In a medical source statement, Dr. Richardson opined that Plaintiff could not sit or stand for more than 15 minutes at a time or for two hours total over an eight-hour workday, among other restrictions, and that Plaintiff was "[i]ncapable of even 'low stress' work" The ALJ granted Dr. Richardson's opinion "very little weight," stating that it was inconsistent with his treatment notes documenting some positive test results with regard to Plaintiff's strength, sensation, and range of motion, and noting that Plaintiff never had surgery or diagnostic testing that showed nerve root impingement or stenosis. The ALJ did not adequately explain why Plaintiff displaying normal strength, sensation and range of motion during examinations contradicted Dr. Richardson's opinion about Plaintiff's capabilities over the course of a workday, particularly since the limitations were based in part on Plaintiff's pain and the need to take breaks over an extended period of time. Nor did the ALJ analyze each of the required regulatory factors, including the length and frequency of the treatment relationship (at least twenty times over a forty-nine month period).

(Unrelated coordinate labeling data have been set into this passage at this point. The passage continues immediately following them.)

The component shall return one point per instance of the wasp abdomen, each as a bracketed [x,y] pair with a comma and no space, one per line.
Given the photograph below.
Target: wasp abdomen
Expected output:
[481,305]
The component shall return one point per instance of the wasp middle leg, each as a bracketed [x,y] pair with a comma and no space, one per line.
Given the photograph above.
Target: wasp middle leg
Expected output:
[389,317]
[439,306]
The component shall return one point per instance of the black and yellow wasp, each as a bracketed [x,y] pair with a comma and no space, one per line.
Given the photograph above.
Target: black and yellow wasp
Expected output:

On remand, the ALJ is directed to thoroughly address the combination of Plaintiff's impairments, including the alleged crying spells, on his ability to work. See, e.g., Terry v. Astrue, 580 F.3d 471, 477 (7th Cir. 2009) ("Although [] impairments may not on their own be disabling, that would only justify discounting their severity, not ignoring them altogether. Moreover, . . . an ALJ must consider the combined effects of all of the claimant's impairments, even those that would not be considered severe in isolation."). Further, the ALJ is directed to carefully evaluate the opinions of Plaintiff's treating physician using the relevant factors listed in 20 C.F.R. §§ 416.927(c)(2)-(5), including the length and nature of Dr. Richardson's treating relationship with Plaintiff, and to provide a "sound explanation" if he rejects that opinion. As for the remaining arguments in Plaintiff's brief, the Court expresses no opinion about the ALJ's decision nor the decision to be made on remand. However, the Court instructs the ALJ to build a logical bridge between the evidence in the record and the ultimate conclusions, whatever those might be. See Myles v. Astrue, 582 F.3d 672, 678 (7th Cir. 2009) ("On remand, the ALJ should consider all of the evidence in the record, and, if necessary, give the parties the opportunity to expand the record so that he may build a 'logical bridge' between the evidence and his conclusion."). The Commissioner should not assume that any allegations not discussed in this opinion have been adjudicated in her favor.
IV. Conclusion
For the foregoing reasons, the Court hereby GRANTS the relief requested in Plaintiff's Brief in Support of Reversing the Decision of the Commissioner of Social Security [DE 18] and REMANDS this matter for further proceedings consistent with this opinion.
SO ORDERED this 19th day of June, 2019.